Emerge comunque l’interesse per il tema, e uno sguardo ravvicinato, sia pur a tratti fiabesco, su un mondo spesso abitato da solitudine e repressione di sé, da eccessivo istinto di conservazione e da paure che possono sembrarci improbabili ma che, a guardar bene, non lo sono affatto. I disagi relazionali, i cortocircuiti comunicativi, le paure indotte da una società distratta e precaria e quelle ancestrali che portiamo con noi dall’infanzia diventano, amplificate dai potenti media contemporanei, una miscela esplosiva che mina le più elementari sicurezze. Essere vittima di un’emotività difficilmente controllabile è uno dei nuovi mali del nostro tempo, perverso virus di un mondo che più progredisce nella cura dei danni fisici e anatomici tanto più è a disagio nel rapportarsi ai mali esistenziali che avanzano inesorabili nelle società ricche e opulente. Avvicinare queste evidenze affatto secondarie rispetto a problemi come lo spread e la crisi economico-finanziaria, anche grazie alla leggerezza del cinema di genere, di certo male non può fare. E poi Améris tratta il tema con grazia, misurando geometricamente anche la propria partecipazione emotiva, restituendo leggerezza e un pizzico d’incanto in una visione che, complessivamente, certo non eccelle per originalità ma che senza alcun dubbio non è mai stonata.
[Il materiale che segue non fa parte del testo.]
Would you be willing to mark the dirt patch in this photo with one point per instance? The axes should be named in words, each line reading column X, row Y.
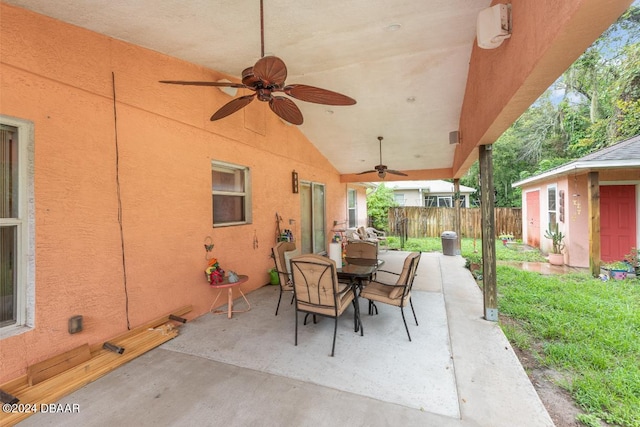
column 558, row 402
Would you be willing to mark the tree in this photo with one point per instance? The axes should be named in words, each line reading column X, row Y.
column 379, row 200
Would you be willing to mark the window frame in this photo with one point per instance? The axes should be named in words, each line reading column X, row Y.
column 245, row 194
column 24, row 223
column 352, row 208
column 552, row 213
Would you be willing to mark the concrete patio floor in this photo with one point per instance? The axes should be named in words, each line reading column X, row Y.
column 458, row 370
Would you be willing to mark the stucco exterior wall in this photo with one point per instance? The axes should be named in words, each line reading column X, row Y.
column 61, row 78
column 576, row 221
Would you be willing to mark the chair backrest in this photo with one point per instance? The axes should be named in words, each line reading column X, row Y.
column 281, row 263
column 362, row 232
column 361, row 249
column 407, row 275
column 315, row 281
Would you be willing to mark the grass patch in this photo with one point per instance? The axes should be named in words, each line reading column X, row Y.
column 588, row 329
column 470, row 248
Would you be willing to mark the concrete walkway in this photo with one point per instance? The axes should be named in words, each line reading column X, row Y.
column 459, row 370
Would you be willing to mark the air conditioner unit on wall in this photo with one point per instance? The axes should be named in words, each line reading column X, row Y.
column 493, row 26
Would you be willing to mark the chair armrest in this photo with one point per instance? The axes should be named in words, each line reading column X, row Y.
column 391, row 285
column 387, row 271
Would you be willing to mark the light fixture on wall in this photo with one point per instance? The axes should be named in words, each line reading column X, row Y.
column 294, row 182
column 454, row 137
column 493, row 26
column 75, row 324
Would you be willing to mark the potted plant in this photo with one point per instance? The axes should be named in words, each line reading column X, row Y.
column 506, row 238
column 616, row 270
column 556, row 257
column 633, row 260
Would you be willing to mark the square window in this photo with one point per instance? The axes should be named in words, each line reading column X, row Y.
column 231, row 196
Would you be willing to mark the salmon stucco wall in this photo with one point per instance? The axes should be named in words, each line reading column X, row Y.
column 576, row 220
column 123, row 182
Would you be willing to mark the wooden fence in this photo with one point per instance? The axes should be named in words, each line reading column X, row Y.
column 431, row 222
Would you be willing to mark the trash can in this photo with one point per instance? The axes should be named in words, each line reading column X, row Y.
column 449, row 243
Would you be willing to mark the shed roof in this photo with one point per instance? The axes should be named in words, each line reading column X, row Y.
column 624, row 154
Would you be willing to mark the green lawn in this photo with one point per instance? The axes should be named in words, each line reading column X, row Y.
column 586, row 329
column 470, row 248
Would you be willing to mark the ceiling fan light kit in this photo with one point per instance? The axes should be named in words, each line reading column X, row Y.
column 381, row 169
column 266, row 78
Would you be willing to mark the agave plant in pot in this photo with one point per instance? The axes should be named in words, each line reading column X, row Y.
column 556, row 257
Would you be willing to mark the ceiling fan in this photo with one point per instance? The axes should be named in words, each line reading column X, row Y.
column 265, row 78
column 382, row 169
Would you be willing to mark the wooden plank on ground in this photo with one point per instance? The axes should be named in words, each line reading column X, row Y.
column 136, row 342
column 55, row 365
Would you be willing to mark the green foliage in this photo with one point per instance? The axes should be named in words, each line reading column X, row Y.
column 379, row 200
column 589, row 330
column 556, row 237
column 595, row 104
column 470, row 249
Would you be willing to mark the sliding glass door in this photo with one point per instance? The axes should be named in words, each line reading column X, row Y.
column 313, row 228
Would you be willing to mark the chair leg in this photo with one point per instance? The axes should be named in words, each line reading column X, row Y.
column 405, row 322
column 372, row 307
column 335, row 331
column 296, row 327
column 414, row 312
column 279, row 298
column 356, row 317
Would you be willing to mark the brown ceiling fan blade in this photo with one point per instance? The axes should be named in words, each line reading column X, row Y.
column 317, row 95
column 218, row 84
column 271, row 70
column 232, row 106
column 286, row 109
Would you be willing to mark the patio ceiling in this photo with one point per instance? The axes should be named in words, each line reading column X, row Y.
column 405, row 62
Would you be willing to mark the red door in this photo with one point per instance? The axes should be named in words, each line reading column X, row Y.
column 617, row 221
column 533, row 218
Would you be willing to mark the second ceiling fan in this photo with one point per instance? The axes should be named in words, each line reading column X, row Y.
column 265, row 78
column 382, row 169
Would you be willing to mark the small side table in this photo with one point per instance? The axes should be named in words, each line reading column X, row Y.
column 229, row 286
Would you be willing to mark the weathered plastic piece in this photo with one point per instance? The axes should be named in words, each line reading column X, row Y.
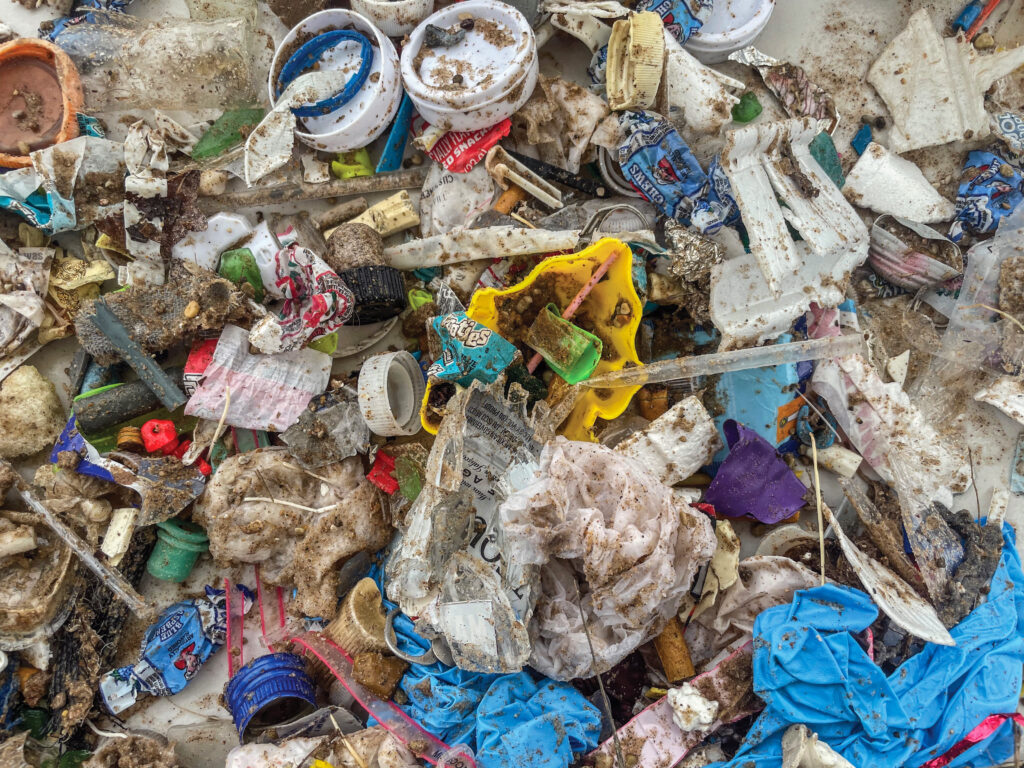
column 888, row 183
column 935, row 87
column 737, row 359
column 118, row 585
column 611, row 298
column 764, row 163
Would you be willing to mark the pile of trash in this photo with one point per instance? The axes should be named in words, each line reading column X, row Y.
column 546, row 384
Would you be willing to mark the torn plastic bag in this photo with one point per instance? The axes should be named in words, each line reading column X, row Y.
column 764, row 581
column 751, row 305
column 262, row 507
column 977, row 336
column 48, row 195
column 676, row 444
column 173, row 649
column 990, row 190
column 799, row 96
column 935, row 87
column 809, row 670
column 660, row 166
column 695, row 97
column 599, row 527
column 331, row 428
column 886, row 182
column 479, row 441
column 316, row 303
column 259, row 391
column 754, row 479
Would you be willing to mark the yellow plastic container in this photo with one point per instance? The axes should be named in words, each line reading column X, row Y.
column 611, row 311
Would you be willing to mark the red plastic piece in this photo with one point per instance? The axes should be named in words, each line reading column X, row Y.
column 381, row 473
column 160, row 435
Federico Magi, gennaio 2012.
Edizione esaminata e brevi note
Regia: Jean-Pierre Améris. Soggetto e sceneggiatura: Jean-Pierre Améris, Philippe Blasband. Direttore della fotografia: Gérard Simon. Montaggio: Philippe Bourgueil. Scenografia: Sylvie Olivé. Costumi: Nathalie du Roscoat. Interpreti principali: Benoit Poelvoorde, Isabelle Carré, Loretta Cravotta, Lise Lamétrie, Jacques Boudet, Swann Arlaud, Pierre Niney, Stéphan Wojtovicz, Alice Pol, Céline Duhamel, Philippe Fretun, Grégoire Ludig, Philippe Gaulé, Isabelle Gruault. Musica originale: Pierre Adenot. Produzione: Pan Européenne, Studio Canal, France 3 Cinéma. Titolo originale: “Les émotifvs anonymes” Origine: Francia / Belgio, 2010. Durata: 80 minuti.